A couple months ago, I wrote a post concerning the relationship between authority and inspiration. I chose not to deal with the question of inerrancy in that post, mostly because I felt it would require more patience and space than I had at the time. I’m currently working my way through Joseph Fitzmyer’s The Interpretation of Scripture, and I have found his discussion of inspiration and inerrancy to be quite relevant to this discussion.

In his discussion of Dei Verbum, Vatican II’s constitution on divine revelation, Fitzmyer refers to inspiration as the charism by which human beings were moved by God to record aspects of divine revelation.
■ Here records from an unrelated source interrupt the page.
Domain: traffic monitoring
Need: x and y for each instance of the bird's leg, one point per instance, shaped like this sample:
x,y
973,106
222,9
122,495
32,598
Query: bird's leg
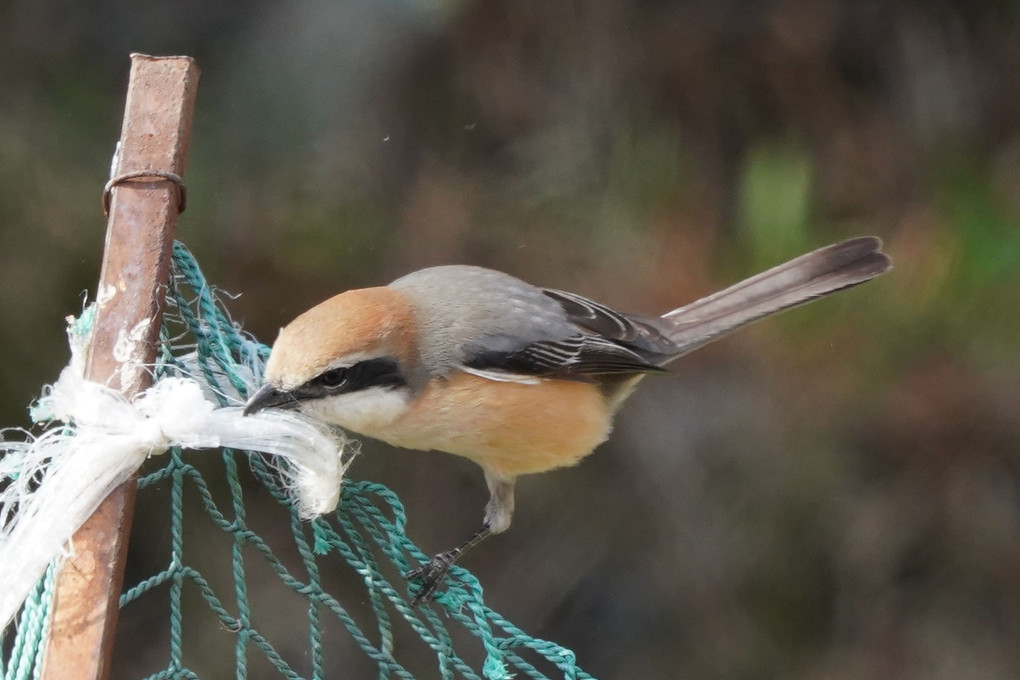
x,y
499,512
He defines revelation as the self-manifestation of a personal God and the making known of the mystery of God’s will for humanity (8). Inspiration, therefore, is expressive of the belief that the biblical authors wrote from their experiences of a God who worked among them.

The question of inerrancy, however, is of a different sort than that of inspiration. For Fitzmyer, the two concepts are not coterminous, but they are related, as inerrancy is for him a consequence of inspiration. Inerrancy, he writes (citing Dei Verbum §11), refers to the quality of assertions in Scripture which pertain to salvation. It cannot (and should not) be applied to every statement made as if it were historically true, and this protects the exegete from what Fitzmyer calls “crass fundamentalism” (8).